中国産というと、すべてがあまりよいものではないというイメージをもたれる方がいるかもしれませんが、そうとも限らないようです。確かに多くはそうなのでしょうが、中国国内で自家用に採取する場合は熱加工しませんし、中国産はちみつの中にも、広大な自然に育まれた良質なはちみつも存在するのです。要は、誰がどこからどのように輸入して、どう加工販売しているかを知ることが重要なのです。

どの国のどの養蜂場で取れたはちみつも、採れたては全て非加熱の天然純粋はちみつなのですから。

輸入品 = 悪いはちみつではない。むしろ良質なものが多いのです。

百貨店や専門店のはちみつコーナーに行くとアルゼンチンや欧州、ニュージーランド産など、さまざまな国のはちみつが並んでいますが、とくに中国産が多いという印象は受けませんよね。中国産の輸入は73%のはずなのに。実は中国産は市販のお菓子や飲み物など、産地の表示義務のない加工用に使われていることが多いのでそうなるようです。

一方、欧州やニュージーランド産は、ブレンドや加工されずにびん詰めされて、産地を明記して売られる場合が多いのです。

ただし、輸入されて日本国内で瓶詰めされるものは気をつけて

なぜなら、海外産のはちみつは日本で商品化されるまでの工程で、瓶詰めのため加熱されてしまうことがよくあるからです。

その鍵を握るのが、はちみつの結晶化なのです。

「買っておいたはちみつが知らないうちに固まってしまった」なんてことありませんか?それは、はちみつの主成分の1つであるブドウ糖が原因で起きる「結晶化」という現象です。

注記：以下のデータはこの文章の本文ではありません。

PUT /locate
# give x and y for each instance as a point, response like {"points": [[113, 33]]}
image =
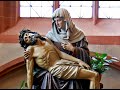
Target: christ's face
{"points": [[29, 38], [59, 23]]}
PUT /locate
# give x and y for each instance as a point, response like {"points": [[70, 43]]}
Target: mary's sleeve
{"points": [[82, 51]]}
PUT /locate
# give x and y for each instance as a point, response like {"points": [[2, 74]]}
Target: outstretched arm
{"points": [[29, 67], [69, 57]]}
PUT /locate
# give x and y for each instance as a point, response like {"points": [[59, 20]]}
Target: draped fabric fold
{"points": [[44, 80]]}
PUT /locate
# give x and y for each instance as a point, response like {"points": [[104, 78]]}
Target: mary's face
{"points": [[29, 38], [59, 23]]}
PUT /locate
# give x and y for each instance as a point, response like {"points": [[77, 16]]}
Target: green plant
{"points": [[98, 62]]}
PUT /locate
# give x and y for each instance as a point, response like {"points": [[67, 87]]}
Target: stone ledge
{"points": [[18, 62]]}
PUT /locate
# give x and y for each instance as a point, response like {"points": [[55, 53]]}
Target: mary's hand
{"points": [[26, 54], [84, 65]]}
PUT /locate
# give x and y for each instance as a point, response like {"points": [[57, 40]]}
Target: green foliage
{"points": [[98, 63]]}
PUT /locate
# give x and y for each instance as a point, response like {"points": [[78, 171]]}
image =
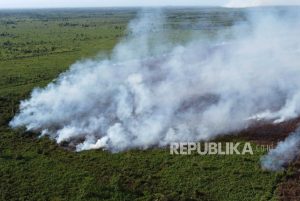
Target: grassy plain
{"points": [[35, 47]]}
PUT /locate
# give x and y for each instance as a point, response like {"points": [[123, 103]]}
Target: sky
{"points": [[121, 3]]}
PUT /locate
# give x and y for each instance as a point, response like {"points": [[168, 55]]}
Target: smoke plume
{"points": [[283, 154], [152, 91]]}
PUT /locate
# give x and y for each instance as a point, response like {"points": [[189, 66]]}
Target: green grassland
{"points": [[35, 47]]}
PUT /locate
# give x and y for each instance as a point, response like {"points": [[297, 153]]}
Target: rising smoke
{"points": [[151, 92]]}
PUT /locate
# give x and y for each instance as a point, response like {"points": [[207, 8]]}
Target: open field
{"points": [[38, 45]]}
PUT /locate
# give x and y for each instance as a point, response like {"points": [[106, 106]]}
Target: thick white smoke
{"points": [[152, 92]]}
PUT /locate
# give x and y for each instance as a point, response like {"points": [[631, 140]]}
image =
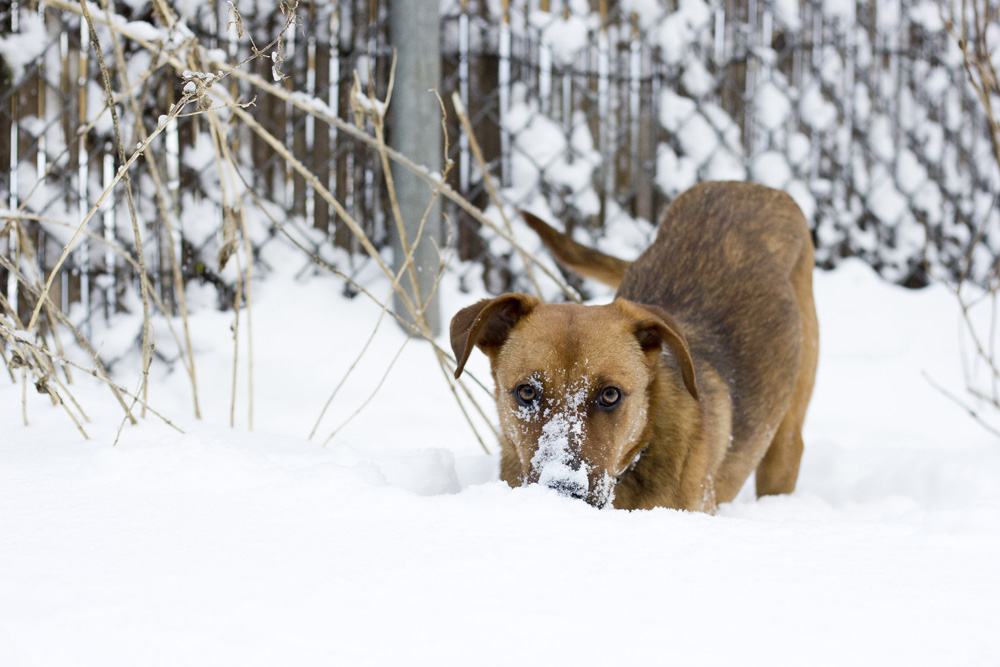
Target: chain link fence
{"points": [[590, 112]]}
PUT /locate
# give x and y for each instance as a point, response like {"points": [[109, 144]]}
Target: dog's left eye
{"points": [[526, 394], [609, 397]]}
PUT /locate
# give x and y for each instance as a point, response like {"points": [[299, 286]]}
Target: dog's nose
{"points": [[568, 488]]}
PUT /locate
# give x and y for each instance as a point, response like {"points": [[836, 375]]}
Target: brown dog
{"points": [[698, 374]]}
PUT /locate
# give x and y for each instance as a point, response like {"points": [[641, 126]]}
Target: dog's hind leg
{"points": [[779, 469]]}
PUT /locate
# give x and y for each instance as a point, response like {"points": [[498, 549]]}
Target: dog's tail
{"points": [[577, 257]]}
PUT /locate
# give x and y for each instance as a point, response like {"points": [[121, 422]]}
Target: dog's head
{"points": [[573, 383]]}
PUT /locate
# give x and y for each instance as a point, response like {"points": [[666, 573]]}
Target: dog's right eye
{"points": [[526, 394]]}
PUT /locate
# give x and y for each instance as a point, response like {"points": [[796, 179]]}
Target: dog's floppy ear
{"points": [[487, 324], [653, 328]]}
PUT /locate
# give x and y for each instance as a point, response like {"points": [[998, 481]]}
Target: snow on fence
{"points": [[591, 112]]}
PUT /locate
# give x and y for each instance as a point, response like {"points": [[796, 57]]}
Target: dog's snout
{"points": [[569, 489]]}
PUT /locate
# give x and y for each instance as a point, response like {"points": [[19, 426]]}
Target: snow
{"points": [[396, 543], [20, 49]]}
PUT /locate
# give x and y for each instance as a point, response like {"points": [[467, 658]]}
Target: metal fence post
{"points": [[415, 131]]}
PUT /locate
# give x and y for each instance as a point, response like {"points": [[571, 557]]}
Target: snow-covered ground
{"points": [[394, 543]]}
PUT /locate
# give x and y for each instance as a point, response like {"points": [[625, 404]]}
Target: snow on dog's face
{"points": [[572, 385]]}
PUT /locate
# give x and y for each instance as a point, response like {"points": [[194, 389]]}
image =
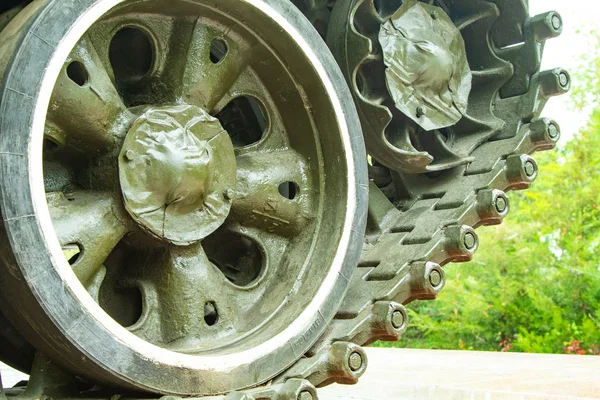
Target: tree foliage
{"points": [[535, 284]]}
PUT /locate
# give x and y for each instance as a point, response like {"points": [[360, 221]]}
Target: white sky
{"points": [[566, 51]]}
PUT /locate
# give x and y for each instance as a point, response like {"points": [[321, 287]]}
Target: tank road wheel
{"points": [[170, 149]]}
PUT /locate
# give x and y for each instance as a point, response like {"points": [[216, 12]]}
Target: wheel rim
{"points": [[259, 349]]}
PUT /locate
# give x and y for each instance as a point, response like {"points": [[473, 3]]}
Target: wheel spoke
{"points": [[88, 226], [274, 192], [215, 62], [85, 103], [192, 297]]}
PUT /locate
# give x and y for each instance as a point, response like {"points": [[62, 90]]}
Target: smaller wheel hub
{"points": [[427, 74], [175, 168]]}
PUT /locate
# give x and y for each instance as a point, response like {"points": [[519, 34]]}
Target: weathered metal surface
{"points": [[427, 73], [176, 169], [284, 169], [157, 108]]}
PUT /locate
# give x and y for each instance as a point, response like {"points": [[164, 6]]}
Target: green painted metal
{"points": [[188, 173]]}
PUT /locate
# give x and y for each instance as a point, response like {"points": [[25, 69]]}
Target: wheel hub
{"points": [[176, 167], [427, 73]]}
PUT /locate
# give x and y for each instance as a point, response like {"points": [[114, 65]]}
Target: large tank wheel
{"points": [[183, 189]]}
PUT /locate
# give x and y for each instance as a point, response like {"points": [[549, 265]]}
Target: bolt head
{"points": [[470, 240], [556, 22], [435, 278], [501, 204], [129, 155], [529, 168], [355, 361], [306, 395], [229, 194], [553, 131], [397, 319], [563, 79]]}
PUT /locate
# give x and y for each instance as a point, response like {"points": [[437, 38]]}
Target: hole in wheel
{"points": [[387, 8], [131, 55], [72, 252], [239, 258], [218, 50], [211, 315], [245, 119], [289, 190], [77, 72], [123, 303], [50, 145]]}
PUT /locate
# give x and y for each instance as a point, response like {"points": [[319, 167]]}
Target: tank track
{"points": [[424, 227], [414, 230]]}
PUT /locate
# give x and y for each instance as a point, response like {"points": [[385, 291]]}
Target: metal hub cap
{"points": [[167, 173], [200, 195], [427, 73]]}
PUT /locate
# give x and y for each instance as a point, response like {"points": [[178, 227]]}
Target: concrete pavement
{"points": [[400, 374]]}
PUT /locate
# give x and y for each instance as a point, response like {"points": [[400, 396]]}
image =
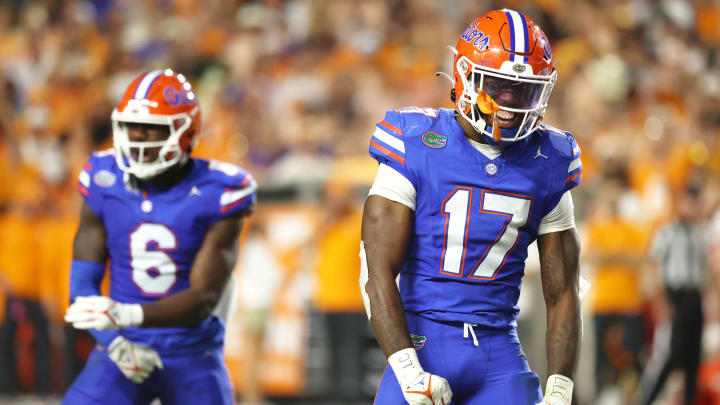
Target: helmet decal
{"points": [[158, 97], [518, 36], [478, 39], [505, 57]]}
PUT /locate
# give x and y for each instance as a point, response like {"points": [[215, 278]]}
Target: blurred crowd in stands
{"points": [[291, 90]]}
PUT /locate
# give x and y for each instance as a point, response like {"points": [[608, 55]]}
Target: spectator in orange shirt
{"points": [[616, 249], [20, 274], [336, 292]]}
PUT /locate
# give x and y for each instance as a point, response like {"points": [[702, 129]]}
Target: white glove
{"points": [[134, 360], [418, 386], [100, 312], [558, 391]]}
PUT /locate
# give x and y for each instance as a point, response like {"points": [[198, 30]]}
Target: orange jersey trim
{"points": [[390, 127], [574, 176]]}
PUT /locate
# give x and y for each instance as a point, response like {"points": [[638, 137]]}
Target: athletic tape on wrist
{"points": [[405, 364]]}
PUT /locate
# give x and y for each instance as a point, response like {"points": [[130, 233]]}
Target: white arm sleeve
{"points": [[562, 217], [389, 183]]}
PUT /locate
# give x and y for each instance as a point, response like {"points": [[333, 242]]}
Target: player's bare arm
{"points": [[559, 257], [89, 244], [208, 277], [386, 230]]}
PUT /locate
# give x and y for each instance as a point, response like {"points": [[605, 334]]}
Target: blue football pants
{"points": [[189, 379], [486, 367]]}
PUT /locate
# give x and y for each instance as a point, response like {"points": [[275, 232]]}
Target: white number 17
{"points": [[456, 209]]}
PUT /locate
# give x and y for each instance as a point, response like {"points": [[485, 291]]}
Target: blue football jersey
{"points": [[474, 216], [154, 234]]}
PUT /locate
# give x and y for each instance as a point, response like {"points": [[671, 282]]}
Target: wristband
{"points": [[559, 386], [135, 314], [405, 364]]}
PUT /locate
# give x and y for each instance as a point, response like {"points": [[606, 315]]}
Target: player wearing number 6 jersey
{"points": [[168, 226], [459, 196]]}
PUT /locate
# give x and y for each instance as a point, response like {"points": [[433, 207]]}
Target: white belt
{"points": [[468, 329]]}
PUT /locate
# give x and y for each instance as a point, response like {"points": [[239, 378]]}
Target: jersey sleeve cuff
{"points": [[393, 185]]}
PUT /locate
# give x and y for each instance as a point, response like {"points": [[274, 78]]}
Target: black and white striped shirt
{"points": [[680, 252]]}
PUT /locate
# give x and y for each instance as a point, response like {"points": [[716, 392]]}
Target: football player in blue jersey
{"points": [[167, 224], [459, 195]]}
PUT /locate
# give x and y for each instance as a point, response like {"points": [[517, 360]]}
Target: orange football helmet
{"points": [[159, 97], [505, 56]]}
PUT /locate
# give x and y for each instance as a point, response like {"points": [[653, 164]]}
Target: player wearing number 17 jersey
{"points": [[459, 195], [167, 224]]}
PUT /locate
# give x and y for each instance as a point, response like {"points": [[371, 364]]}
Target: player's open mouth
{"points": [[504, 118], [146, 157]]}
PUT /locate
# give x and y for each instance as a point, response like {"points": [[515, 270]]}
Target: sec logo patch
{"points": [[491, 169]]}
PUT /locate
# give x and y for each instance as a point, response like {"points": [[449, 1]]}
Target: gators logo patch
{"points": [[433, 140], [418, 341]]}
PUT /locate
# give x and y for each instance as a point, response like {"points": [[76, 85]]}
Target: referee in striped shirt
{"points": [[679, 251]]}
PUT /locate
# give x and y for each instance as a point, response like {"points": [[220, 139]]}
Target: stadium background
{"points": [[291, 90]]}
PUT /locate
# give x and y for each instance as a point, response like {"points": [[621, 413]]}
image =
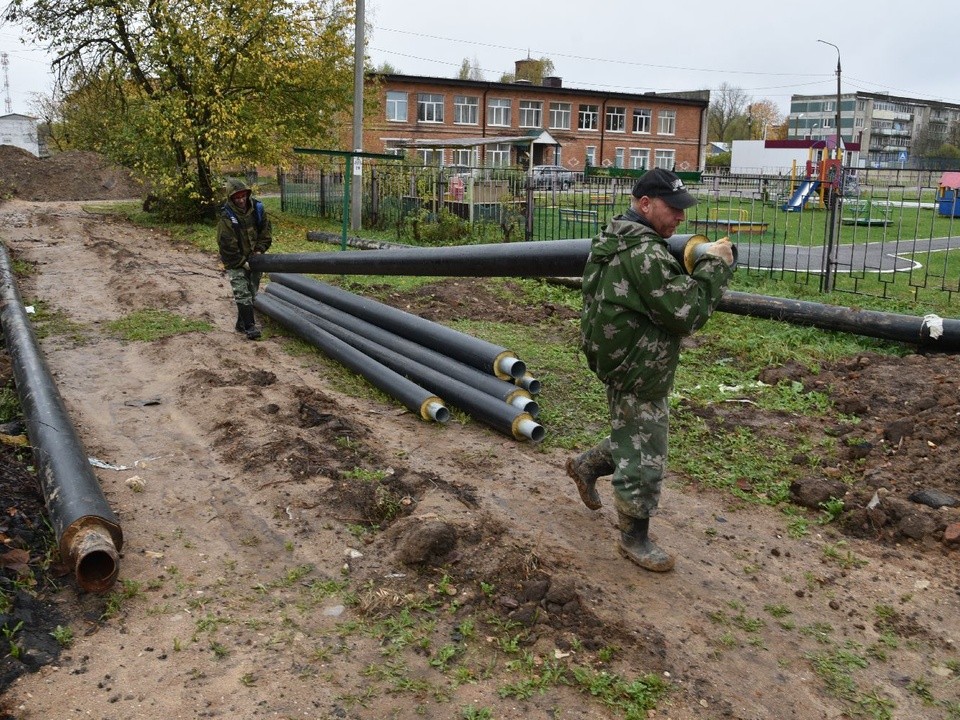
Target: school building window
{"points": [[429, 107], [665, 159], [560, 116], [641, 120], [498, 155], [667, 123], [396, 106], [616, 119], [639, 158], [531, 113], [466, 110], [498, 112], [589, 117]]}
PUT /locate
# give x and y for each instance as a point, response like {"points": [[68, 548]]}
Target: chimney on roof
{"points": [[527, 66]]}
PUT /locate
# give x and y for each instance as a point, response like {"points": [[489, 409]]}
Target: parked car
{"points": [[556, 177]]}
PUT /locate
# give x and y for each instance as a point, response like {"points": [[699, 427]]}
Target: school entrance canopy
{"points": [[534, 137]]}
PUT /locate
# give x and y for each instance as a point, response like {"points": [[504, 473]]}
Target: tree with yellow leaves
{"points": [[179, 89]]}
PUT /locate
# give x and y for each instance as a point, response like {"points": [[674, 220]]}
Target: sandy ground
{"points": [[250, 594]]}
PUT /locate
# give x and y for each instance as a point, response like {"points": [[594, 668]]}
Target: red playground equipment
{"points": [[821, 177]]}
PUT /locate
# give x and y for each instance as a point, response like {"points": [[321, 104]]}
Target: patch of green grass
{"points": [[129, 590], [630, 699], [148, 325], [63, 636]]}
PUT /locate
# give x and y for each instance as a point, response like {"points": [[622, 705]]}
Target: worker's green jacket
{"points": [[638, 304]]}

海外から貨物船で輸入される際に、大きな容器にはちみつは詰められてきますが、船内の温度変化の影響ではちみつは結晶化し固まってしまうそうです。そうなっては、日本国内で瓶詰めしようにも固形ですから作業ができません。

そこで、工場では、大きな容器ごと100度くらいの温風庫のなかに3日ほどいれて、どろどろに溶かしてから瓶詰めするのです。

このように海外で採れた時点では最高品質のはちみつでも、日本に届いて加工された瞬間から、本来のはちみつの成分が壊され、単なる甘味料になってしまうとは悲しいことです。

まとめ

こういっては身も蓋もありませんが、お奨めのはちみつは、生産者の養蜂場の直売所を探し、非加熱であることを確認した上で購入するのが一番だと思います。一度、信頼できる購入先を見つけたら一安心です。きっと通販もされていたりするでしょうし。

はちみつ専門店で取り扱っているから大丈夫、という考えもそれこそ甘いように思います。専門店でも全てが非加熱ではありませんし、スタッフが全員はちみつに精通しているとは限らないからです。

最初の一歩は手間をかけて、用心していきましょうね。